All Terrain Conditioning, a Review


Level 5 Valued Member
I apologize if the below is a bit jumbled, I am still processing the weekend and this review is probably not as smooth as it is in my head right now. I do hope those that are interested in the course do find some value.

Bottom line, an excellent course and well worth attending.

The course is marketed as a “lighter” version of StrongEndurance and is geared towards obstacle course racers, first responders and the military. The course leans very strongly towards obstacle course racers, the rest of us just have to use a little bit of common sense to see the application of the skills and protocols and how they would apply to endeavors away from the OCR crowd.

Day 1: The fundamentals of energy production and consumption are covered so that the students understand the “why” behind the protocols, but not so detailed as to confuse anyone. After this, it was on to learning and practicing the various skills associated with the program (TGU, swings, SLDL). There were enough SFGs on hand to ensure those that needed help had it. And, as expected there are a couple of practice sessions each day. One of the things that makes this course unique is that we also covered the basics of good running mechanics and several running drills, to include a few running protocols. As a guy who has not run more than 3 miles (cumulatively) since June 2010, this was very interesting. It turns out I really needed this info 29 years ago, because my running form was and most likely still is, horrendous. Don’t worry, you won’t be going out for a jog during the course.

Day 2: We began with a quick Q/A session and then onto the next set of exercises (push-ups, pull-ups), followed by plenty of practice. Then came the high-pull (no snatching), and more practice. After all of the skills were completed we finished up with another practice session, which is also a key part of one of the protocols. The remainder of the day was spent discussing programming and how to put all of the new skills and information together. This is where the course really took shape and showed that the time and money was worth it. Students leave with a better understanding of the StrongEndurance methodology, its practical application, and several protocols to get them started.

The student handbook is great, but all of the really good information came during the question and answer sessions and the programming discussion. This is where our instructor, Derek Toshner (amazing human and teacher), articulated all of those little bits of information you wanted into easy to understand pieces. If you looked at most of the student handbooks, you would see tons of notes written on nearly every page. The manual might be thin, but the depth of education and knowledge presented was amazing. The volume of knowledge Derek has is phenomenal, and his ability to answer and relate that knowledge to the students of all backgrounds is truly impressive. Personally, I think he was the perfect choice to teach this course.
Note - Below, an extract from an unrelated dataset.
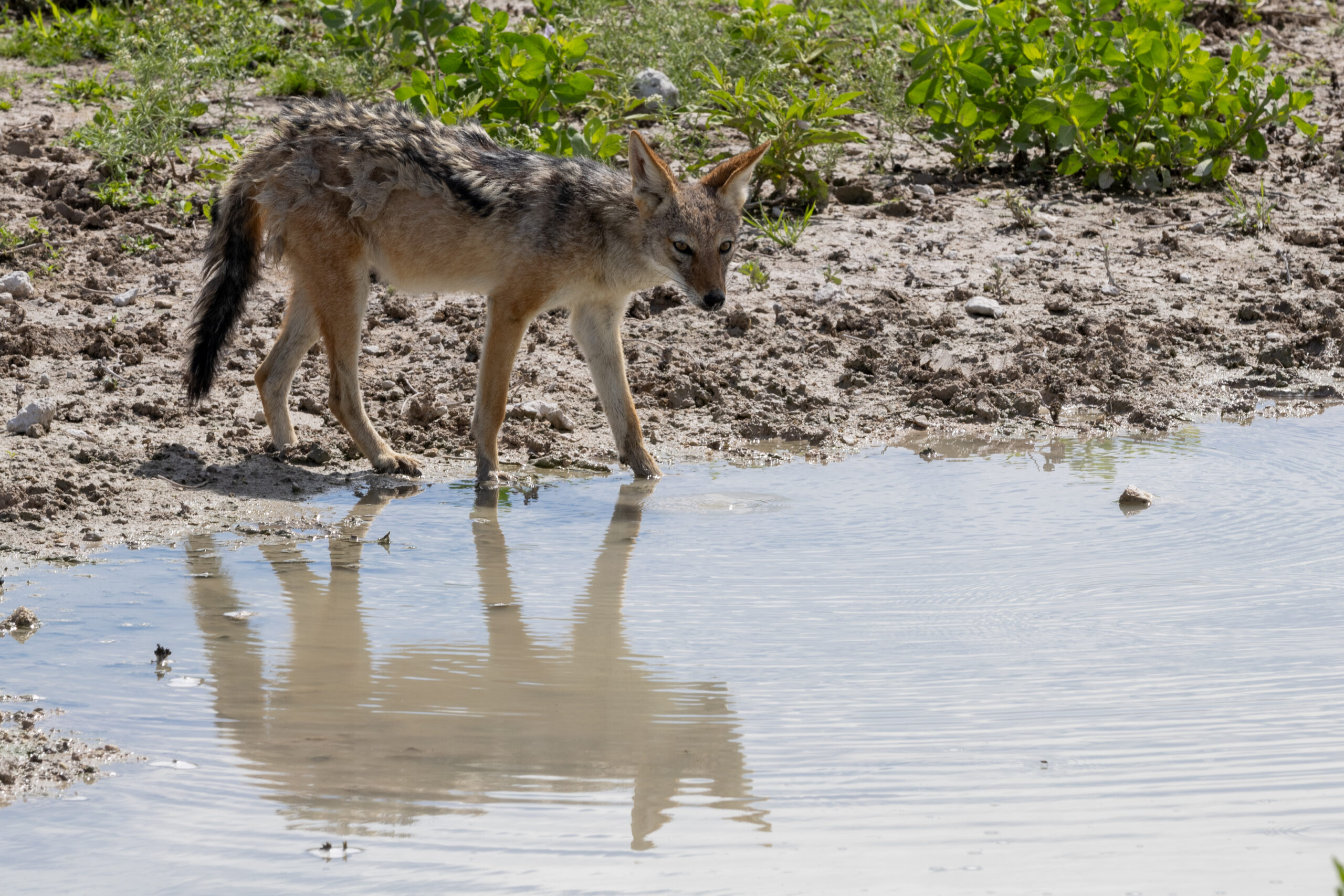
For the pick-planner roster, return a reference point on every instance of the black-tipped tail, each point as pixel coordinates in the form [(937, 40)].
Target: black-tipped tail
[(233, 268)]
As with all StrongFirst courses, it is the instructors that make the difference and this was no exception. Derek and local SF Team Leader Brian Wright were fantastic, both were more than willing to help with technique or answer any question a student had. Amongst the student body were several instructors, from SFG I to SFG II’s, team leaders and at least one Iron Maiden. All of them were motivational and freely gave of their time to help the rest of us ensure we learned as much as we could during the weekend.

With all of this new found knowledge and motivation, I am encouraged to go for my SFG I.
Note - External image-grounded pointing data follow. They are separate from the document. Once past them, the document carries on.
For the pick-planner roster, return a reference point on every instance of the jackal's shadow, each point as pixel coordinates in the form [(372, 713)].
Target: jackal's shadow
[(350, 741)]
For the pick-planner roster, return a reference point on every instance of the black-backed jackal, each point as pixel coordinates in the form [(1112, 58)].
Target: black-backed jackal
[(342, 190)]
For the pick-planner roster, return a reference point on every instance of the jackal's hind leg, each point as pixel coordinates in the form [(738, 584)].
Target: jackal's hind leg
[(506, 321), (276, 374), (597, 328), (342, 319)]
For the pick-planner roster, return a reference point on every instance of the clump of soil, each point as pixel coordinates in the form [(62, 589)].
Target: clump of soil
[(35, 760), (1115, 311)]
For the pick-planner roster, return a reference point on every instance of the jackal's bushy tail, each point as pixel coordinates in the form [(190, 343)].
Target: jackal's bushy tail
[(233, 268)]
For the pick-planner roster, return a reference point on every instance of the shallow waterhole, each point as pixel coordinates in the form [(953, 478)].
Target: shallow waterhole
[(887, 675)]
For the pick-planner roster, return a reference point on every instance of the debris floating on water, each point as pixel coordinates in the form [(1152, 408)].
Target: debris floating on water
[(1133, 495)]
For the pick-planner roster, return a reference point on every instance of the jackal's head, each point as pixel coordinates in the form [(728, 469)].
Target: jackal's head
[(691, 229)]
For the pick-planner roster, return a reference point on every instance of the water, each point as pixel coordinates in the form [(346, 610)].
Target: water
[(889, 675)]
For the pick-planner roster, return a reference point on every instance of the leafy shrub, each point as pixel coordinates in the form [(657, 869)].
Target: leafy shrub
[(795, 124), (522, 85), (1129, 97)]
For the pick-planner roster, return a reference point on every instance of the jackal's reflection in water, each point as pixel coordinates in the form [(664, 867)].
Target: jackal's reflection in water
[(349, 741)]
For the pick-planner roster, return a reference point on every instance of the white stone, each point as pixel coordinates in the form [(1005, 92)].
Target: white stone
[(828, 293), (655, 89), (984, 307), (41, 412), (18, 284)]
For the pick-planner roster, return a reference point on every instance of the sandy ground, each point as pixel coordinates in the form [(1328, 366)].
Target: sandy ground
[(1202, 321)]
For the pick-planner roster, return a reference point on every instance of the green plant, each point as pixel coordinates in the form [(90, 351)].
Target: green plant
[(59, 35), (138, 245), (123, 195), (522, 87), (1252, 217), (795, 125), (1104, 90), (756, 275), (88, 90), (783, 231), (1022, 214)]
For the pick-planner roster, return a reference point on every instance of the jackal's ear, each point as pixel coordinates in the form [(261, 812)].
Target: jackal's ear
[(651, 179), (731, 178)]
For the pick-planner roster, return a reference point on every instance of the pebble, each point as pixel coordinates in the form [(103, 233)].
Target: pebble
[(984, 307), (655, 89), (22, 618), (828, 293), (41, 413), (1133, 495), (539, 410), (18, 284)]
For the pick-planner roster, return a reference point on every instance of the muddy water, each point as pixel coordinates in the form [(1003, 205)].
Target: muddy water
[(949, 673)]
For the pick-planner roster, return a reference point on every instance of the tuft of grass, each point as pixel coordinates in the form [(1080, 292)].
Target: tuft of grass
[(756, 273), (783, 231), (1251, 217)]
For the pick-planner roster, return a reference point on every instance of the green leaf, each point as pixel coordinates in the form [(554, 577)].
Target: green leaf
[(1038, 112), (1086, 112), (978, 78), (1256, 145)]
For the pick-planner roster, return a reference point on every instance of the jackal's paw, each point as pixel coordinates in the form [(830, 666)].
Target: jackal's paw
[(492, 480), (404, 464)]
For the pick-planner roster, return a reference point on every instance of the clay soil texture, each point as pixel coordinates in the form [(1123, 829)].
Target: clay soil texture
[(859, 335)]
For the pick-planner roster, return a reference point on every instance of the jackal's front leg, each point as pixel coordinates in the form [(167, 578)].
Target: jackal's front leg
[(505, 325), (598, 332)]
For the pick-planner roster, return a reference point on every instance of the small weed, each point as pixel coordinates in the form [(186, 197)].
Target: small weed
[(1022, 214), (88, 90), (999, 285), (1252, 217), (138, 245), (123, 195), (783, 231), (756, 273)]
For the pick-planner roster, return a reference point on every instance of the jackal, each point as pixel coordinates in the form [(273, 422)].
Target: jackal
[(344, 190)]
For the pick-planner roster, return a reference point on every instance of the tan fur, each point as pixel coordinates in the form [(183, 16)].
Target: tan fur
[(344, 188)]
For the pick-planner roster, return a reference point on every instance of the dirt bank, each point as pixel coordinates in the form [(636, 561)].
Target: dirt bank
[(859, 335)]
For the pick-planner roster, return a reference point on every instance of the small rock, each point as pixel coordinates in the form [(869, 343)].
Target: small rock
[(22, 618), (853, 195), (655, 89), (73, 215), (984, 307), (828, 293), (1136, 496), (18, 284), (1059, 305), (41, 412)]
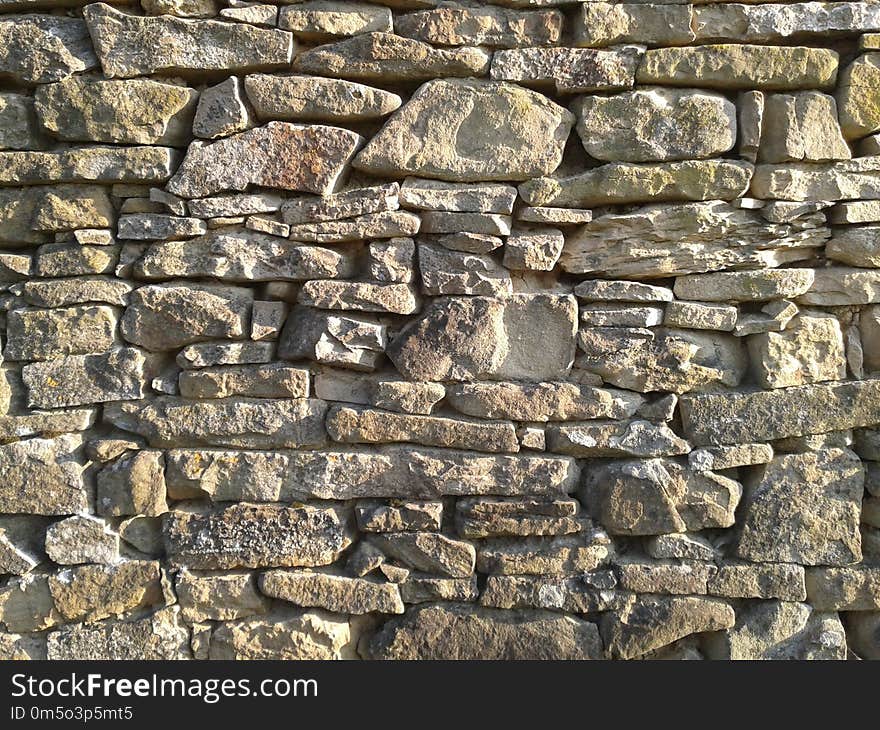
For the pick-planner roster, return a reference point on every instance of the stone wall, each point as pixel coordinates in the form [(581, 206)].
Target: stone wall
[(409, 329)]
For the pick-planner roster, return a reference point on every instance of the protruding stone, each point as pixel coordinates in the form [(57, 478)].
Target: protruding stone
[(526, 138), (262, 156)]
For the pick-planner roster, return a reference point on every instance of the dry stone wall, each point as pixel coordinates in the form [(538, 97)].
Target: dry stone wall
[(414, 329)]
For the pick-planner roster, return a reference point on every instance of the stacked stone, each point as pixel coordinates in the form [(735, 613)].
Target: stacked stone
[(417, 329)]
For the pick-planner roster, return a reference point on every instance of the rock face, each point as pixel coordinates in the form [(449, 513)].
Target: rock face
[(463, 339), (322, 154), (804, 508), (464, 117), (439, 329), (664, 125), (128, 45), (461, 632)]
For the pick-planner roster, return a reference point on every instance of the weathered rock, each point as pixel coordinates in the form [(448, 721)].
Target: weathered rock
[(453, 25), (365, 425), (39, 49), (256, 536), (314, 99), (136, 111), (809, 350), (844, 180), (81, 379), (347, 204), (744, 417), (615, 438), (553, 401), (656, 496), (619, 183), (804, 508), (853, 588), (483, 517), (385, 224), (319, 20), (780, 630), (745, 286), (240, 256), (160, 636), (388, 57), (287, 636), (332, 592), (438, 195), (221, 110), (528, 337), (262, 156), (247, 422), (801, 126), (132, 485), (463, 632), (664, 125), (82, 539), (650, 622), (219, 597), (768, 580), (453, 272), (129, 45), (94, 592), (661, 359), (857, 96), (359, 296), (526, 134), (843, 286), (390, 472), (730, 66), (429, 552), (43, 334), (139, 165), (20, 129), (168, 316), (409, 516), (605, 24)]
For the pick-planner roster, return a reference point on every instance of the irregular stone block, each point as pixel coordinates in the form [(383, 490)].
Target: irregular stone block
[(314, 99), (129, 45), (160, 636), (553, 401), (526, 134), (241, 256), (804, 508), (40, 49), (247, 422), (656, 496), (569, 70), (744, 417), (44, 334), (527, 336), (396, 472), (745, 66), (256, 536), (491, 26), (619, 183), (384, 57), (168, 316), (364, 425), (136, 111), (464, 632), (651, 622), (262, 156), (82, 379), (664, 124), (137, 165), (332, 592)]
To Pavel, Brett Jones, Derek Toshner and the rest of the StrongFirst leadership that researched, experimented and finally put this program together, thank you!


Level 5 Valued Member
Great write up.

So I'm correct in gathering that swing, TGU and SLDL are the core movements of the program?

Can you share the rationale around the SLDL?


Level 5 Valued Member
@Dayz add in the push-up, pull-up and the high pull/snatch. The snatch is the preferred movement for several of the protocols. As to the SLDL, used as another movement to help pattern the hip hinge as well as development of the prime movers and stabilizers for running.

Derek Toshner

Level 6 Valued Member
Senior Certified Instructor
Elite Certified Instructor
Whoa, thanks a bunch Bunn! I really am honored by your review. Thanks for taking the time to write that. Keep me posted on your training results!


Level 5 Valued Member
@Derek Toshner It is the least I could do following the course. I had a great time, increased my knowledge and continued to refine my technique with the kettlebell.

Implementing plan 024 on Monday with strength training grinds on the alternate days. Looking forward to the results I am sure will come.